When it comes to the NestedError and Mismatched classifications, the
structure and formatting do not deviate. NestedErrors are always newtype
wrappers around a contained error. The sole purpose of these variants is to
provide a means of converting the contained error to the containing error type.
Thus, every NestedError variant should be accompanied by a From<SomeError> for ContainingError impl. The naming scheme for NestedError variants should
include the name of the contained error, minus the word "Error" itself. The
error message then should clearly delineate the type of the contained error, the
fact that the message is referring to a lower-level error, and the contents of
the lower-level error. An example looks like this:
/// timestamp error: {0}
Timestamp(TimestampError),
Note the colon followed by the interpolation of the nested error: it should not be surrounded by backticks.

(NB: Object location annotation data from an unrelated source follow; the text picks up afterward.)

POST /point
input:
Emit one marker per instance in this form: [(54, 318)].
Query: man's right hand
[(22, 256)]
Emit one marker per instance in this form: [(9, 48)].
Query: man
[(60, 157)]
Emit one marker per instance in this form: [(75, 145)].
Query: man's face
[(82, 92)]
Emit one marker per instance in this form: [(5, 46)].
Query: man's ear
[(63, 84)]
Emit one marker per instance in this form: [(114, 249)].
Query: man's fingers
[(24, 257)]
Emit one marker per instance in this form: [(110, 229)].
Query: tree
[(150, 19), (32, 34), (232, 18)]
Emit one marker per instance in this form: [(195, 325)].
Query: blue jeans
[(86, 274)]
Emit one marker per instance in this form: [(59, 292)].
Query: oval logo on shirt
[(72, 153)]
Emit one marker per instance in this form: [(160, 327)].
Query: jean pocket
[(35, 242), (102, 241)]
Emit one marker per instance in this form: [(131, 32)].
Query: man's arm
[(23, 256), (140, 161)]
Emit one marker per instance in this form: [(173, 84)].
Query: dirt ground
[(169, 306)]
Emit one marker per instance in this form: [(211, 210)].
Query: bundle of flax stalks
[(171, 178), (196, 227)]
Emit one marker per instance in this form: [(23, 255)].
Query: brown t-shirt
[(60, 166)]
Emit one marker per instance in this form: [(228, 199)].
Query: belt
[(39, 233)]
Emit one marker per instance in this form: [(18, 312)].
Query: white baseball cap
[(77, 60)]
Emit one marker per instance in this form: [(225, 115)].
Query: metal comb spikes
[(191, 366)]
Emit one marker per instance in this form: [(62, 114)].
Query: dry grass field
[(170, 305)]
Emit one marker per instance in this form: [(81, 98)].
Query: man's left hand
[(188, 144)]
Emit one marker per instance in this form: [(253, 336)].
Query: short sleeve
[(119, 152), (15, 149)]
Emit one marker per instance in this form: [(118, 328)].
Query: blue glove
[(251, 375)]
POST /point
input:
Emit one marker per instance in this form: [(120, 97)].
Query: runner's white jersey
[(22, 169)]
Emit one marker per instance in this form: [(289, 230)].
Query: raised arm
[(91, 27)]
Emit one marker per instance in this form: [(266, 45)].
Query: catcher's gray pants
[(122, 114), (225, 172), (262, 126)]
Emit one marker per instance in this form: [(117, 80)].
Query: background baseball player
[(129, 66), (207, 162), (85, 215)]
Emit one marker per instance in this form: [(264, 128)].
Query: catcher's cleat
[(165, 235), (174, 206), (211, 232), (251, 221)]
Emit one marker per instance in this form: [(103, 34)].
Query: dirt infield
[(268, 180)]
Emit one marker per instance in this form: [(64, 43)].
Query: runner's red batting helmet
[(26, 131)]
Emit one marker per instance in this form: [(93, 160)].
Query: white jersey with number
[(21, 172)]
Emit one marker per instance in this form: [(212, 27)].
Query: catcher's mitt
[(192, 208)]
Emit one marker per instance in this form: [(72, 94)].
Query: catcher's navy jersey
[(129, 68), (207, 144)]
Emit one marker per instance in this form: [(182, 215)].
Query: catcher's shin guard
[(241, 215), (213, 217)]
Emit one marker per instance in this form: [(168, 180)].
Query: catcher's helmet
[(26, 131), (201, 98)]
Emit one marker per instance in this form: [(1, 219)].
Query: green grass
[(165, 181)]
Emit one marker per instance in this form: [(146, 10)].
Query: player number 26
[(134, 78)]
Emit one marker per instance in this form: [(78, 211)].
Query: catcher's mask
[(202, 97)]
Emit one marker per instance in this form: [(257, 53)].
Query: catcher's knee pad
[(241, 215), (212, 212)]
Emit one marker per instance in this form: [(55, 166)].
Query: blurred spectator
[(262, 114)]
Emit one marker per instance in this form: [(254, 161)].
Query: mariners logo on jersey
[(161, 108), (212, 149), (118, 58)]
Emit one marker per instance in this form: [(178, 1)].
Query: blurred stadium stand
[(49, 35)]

The Mismatched classification is used for situations where an expected
instance of a type is known, along with the instance that was actually found.
These are both included in the error under the expected and actual fields.
The error message for this class should always include "expected {expected},
actual {actual}"; this statement should be precluded by "mismatched
[TYPE]:". The type should be spelled in the singular and followed by a colon.
The expected and actual interpolated values in the error message should be
surrounded by {} backticks and then braces.
The rest of the error classes are a bit more freeform in how they are structured. They could take the form of unit structs that do not contain any values, serving mainly to surface a specific error message and nothing more.
/// missing attribute key
MissingAttributeKey,
/// missing attribute value
MissingAttributeValue,
These two variants each highlight the fact that a very particular resource is missing.
Single-element unit structs are used primarily to surface an invalid or duplicate type, opting to not provide any additional context other than what the error message itself provides.
/// invalid status `{0}`
InvalidStatus(Status),
/// duplicate client state `{0}`
DuplicateClientState(ClientId),
The most common form of variant is a one-element struct with a description
field. This serves to allow injecting more context at the call site of the error
in the form of a String. This is the most general variant: care should be taken
to not allow these sorts of variants to be abused for unintended purposes. Note
that, like variants that contain nested errors, descriptions should be
interpolated in the error message without enclosing backticks.
/// failed to verify header: {description}
FailedToVerifyHeader { description: String },
/// invalid hash: {description}
InvalidHash { description: String },
Future Work
In light of the stated downsides, a natural follow-up of this work would be to
generalize ibc-rs's error handling architecture to allow hosts to introduce
their own bespoke error types. This would allow host developers to define more
precise error types and variants that can better signal what the root cause of
an error might be. This would improve upon the rather generic error variants
that are exposed through ibc-rs's own HostError definition.
The downside is that this would add additional work on top of the already considerable amount of work that it takes to integrate ibc-rs into host chains.